Stilton observed Jean-Baptiste and guessed what was going on in his head. Entirely understandable. So he felt he needed to go one step further.

‘Abbas wants to catch the murderer,’ he said.

‘That’s for the French police to do.’

‘I know, but sometimes even the best policemen need some help, right?’

‘Sometimes.’

Jean-Baptiste suddenly got up and as he did so he made a decision, entirely based on his former trust in Stilton.

‘Where can I get hold of you?’ he said.

Stilton gave him his mobile number and the address of the hotel.

‘You don’t fancy coming to my house for dinner tonight?’ Jean-Baptiste asked.

‘I can’t, I’m sorry.’

‘I understand. Send el Fassi my best.’

Jean-Baptiste squeezed his way out of the bar and Stilton sank down a little. One problem fewer. He’d done what Abbas had asked him to do, pretty well actually. The large policeman would be in touch, he knew that. He also knew that he had to find a way of telling Abbas that he needed to be extra discreet with the knives.
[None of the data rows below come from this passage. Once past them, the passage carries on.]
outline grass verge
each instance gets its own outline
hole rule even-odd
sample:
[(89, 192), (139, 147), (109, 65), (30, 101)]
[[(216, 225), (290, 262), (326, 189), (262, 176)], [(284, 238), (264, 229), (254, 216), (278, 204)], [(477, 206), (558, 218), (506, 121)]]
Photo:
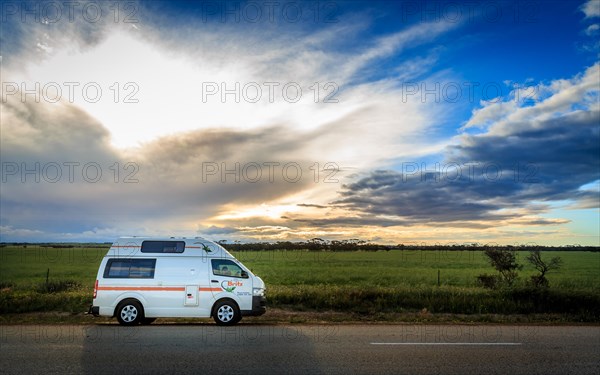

That was a considerably greater problem.

Stilton looked around the bar and caught the eye of the beautiful dark-haired woman whom Jean-Baptiste had greeted, Claudette. She sat at a table all the way in, looking at Stilton. He held her gaze. He wasn’t sure how long, but he was aware of how it felt. Suddenly he longed for a woman, for sex. He hadn’t had sex since he and One-eyed Vera had made love in her caravan just a couple of hours before she was beaten to death. That was more than a year ago. Now he was sitting in a cramped bar in Marseille in the middle of the day, looking at a woman who was looking back in a way that turned him on. Suddenly she got up and went to the bar. He followed her body through the room. She was wearing low-heeled black shoes and a tight green dress. She stood with her back facing him and ordered. After she’d been served, she went straight over to Stilton’s table with two small glasses in her hand.

‘Do you like pastis?’ she asked as she put the glasses down and sank into the chair where the large policemen had been sitting.

‘Kind of,’ Stilton replied.

‘Cheers.’

They sipped on their glasses of pastis and looked at each other, for quite a while. The woman wasn’t young – neither was Stilton. He was fifty-six and guessed that she was roughly ten years younger than him, with some first wrinkles around her make-up-free eyes.

‘Claudette,’ he said when the pastis was almost finished.

‘Yes. And your name is?’

‘Tom.’

‘You know Jean-Baptiste?’

‘Yes, and you do too?’

‘Everyone in this area knows Jean-Baptiste. He’s a good policeman.’